たとえば、父が亡くなり、1200万円の預金があり、母と子供二人が相続人の場合に、子供一人が単独でおろせる金額は、

1200万円×1/3×1/4=100万円 です。150万円ではありません。

もし150万円おろそうと思えば、逆算すると、150万円×4×3=1800万円 つまり1800万円の預金があった時に初めて子供は単独で150万円をおろせることになるのです。
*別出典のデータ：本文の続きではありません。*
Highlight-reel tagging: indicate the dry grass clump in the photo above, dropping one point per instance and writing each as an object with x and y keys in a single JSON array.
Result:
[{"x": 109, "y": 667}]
老後に2000万円必要と言われて大騒ぎになっていますが、それに近い金額が亡くなった時に残っていないと150万円おろせないということです。

国は平均的な葬儀費用等を勘案して150万円を定めたということですが、つまりは死亡時に1800万円残っていれば、相続人間で協議がまとまらなくても、喪主の長男が単独でお金をおろして一般的な葬儀ができると想定しているということです。

やはり、国は「老後に2000万円くらいは、どこの家庭にでもあるだろう」と思っているようにしか思えません。

もし、預金が300万円残されていれば、300万円×1/3×1/4=25万円しかおろせないということです。

150万円おろせると聞いていたので、預金が300万円残されているので大丈夫と思い、150万円くらいの葬儀を行った後に、銀行に亡くなった父の預金をおろしに行っても25万円しかおろせないことになります。

テレビの情報を鵜呑みにすると大変なことになります。